Para tanto, a compreensão de qualquer conteúdo referente ao feminino
requer pesquisa aprofundada. O estudo sobre as Representações sociais acerca
das mulheres e a sua repercussão especialmente nas esferas públicas da sociedade
se justifica não somente por sua relevância e complexidade, como também por sua
ligação íntima com outros conceitos propostos pela psicologia, sociologia e,
sobretudo pela ótica da interdisciplinaridade nas ciências humanas, ponto de onde
partiremos a nossa análise.
3. As representações sociais e o feminino
A historiografia acerca das mulheres revela que a presença do binômio
masculino/feminino, enquanto categoria apoiada na diferenciação dos sexos tem
sido determinante, ao longo da história, no que se refere à participação das
mulheres na sociedade, sobretudo nos espaços públicos.
Os termos público e privado são abordados nessa pesquisa a partir da visão
de Hannah Arendt que ressalta de maneira marcante em sua obra “A Condição
Humana”, de 1983, a noção de público e privado a partir da concepção mais remota
encontrada na Grécia antiga.
Segundo Arendt, na cidade-estado grega, a individualidade era vinculada à
esfera pública e esse espaço consistia no "único lugar em que os homens podiam
2
mostrar quem realmente e inconfundivelmente eram" (ARENDT, 1983, p.51).
Ademais, o espaço público funcionava como referência para o sujeito da construção
e como acesso à sua identidade, visto que esse domínio se configurava naquele que
tinha como função “iluminar a conduta humana, permitindo a cada um mostrar, para
o melhor e para o pior, através de palavras e ações, quem é e do que é capaz”
(ARENDT, 1983, p.01).
A autora indica ainda dois outros fenômenos que aparecem interligados,
porém distintos na questão do espaço público.

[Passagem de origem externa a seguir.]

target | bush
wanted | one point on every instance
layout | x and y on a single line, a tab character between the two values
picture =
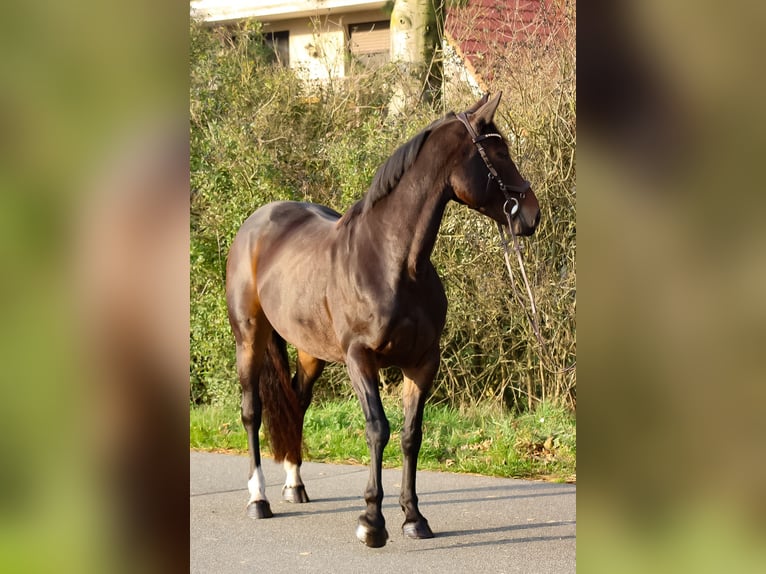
259	134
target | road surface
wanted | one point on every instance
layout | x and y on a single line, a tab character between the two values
481	524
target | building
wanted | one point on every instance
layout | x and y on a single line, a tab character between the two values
323	39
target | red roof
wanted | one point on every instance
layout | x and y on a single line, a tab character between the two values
486	33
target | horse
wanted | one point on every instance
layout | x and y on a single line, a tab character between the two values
360	289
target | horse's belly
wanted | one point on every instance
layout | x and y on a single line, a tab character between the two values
293	270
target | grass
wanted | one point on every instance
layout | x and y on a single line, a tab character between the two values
480	440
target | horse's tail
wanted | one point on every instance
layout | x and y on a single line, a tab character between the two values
283	417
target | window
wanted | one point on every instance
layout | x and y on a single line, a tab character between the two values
369	44
279	42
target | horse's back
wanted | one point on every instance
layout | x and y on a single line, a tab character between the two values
280	263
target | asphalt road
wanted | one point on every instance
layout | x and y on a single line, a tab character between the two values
481	524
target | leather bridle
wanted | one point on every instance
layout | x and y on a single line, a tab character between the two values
511	205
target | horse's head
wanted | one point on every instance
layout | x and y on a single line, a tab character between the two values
485	177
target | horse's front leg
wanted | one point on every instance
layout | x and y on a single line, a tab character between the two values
417	383
363	370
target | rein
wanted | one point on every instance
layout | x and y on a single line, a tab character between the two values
510	208
520	190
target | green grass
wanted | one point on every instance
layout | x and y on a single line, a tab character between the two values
481	440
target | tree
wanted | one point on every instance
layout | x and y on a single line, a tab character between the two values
417	28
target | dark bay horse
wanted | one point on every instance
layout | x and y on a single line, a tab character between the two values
360	289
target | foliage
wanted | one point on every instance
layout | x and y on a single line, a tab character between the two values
260	134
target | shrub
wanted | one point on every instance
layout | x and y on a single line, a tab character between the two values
259	134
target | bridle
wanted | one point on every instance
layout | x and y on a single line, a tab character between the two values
510	208
511	205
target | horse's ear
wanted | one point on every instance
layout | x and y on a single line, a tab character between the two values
486	112
477	105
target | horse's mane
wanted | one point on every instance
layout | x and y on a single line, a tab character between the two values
391	171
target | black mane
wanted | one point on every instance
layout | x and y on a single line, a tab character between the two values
390	173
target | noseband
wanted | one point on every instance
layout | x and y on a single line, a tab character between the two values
511	205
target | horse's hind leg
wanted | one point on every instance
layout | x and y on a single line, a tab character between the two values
417	383
307	372
252	335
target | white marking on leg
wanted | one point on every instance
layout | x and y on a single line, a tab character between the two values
257	486
293	474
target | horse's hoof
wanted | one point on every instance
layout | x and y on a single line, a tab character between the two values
259	509
418	529
372	537
296	494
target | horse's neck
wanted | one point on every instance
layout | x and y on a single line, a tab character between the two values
408	220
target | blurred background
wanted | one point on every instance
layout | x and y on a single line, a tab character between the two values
95	329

O primeiro se refere ao público
enquanto espaço que poderá ser escutado por todos, apresentando a máxima
publicidade; o segundo se refere ao mundo na medida em que ele é comum a todas
as pessoas. Logo:
o termo público significa o próprio mundo, à medida que é comum a todos
nós e diferente do lugar que nos cabe dentro dele. Este mundo, contudo,
não é idêntico à terra ou à natureza como espaço limitado para o
movimento dos homens e condição geral da vida orgânica. Antes, tem a
ver com o artefato humano, com o produto de mãos humanas, com os
negócios realizados entre os que, juntos habitam o mundo feito pelo
homem (...) A esfera pública, enquanto mundo comum reúne-nos na
companhia uns dos outros e, contudo evita que colidamos uns com os
outros, por assim dizer (ARENDT, 1983, p. 62).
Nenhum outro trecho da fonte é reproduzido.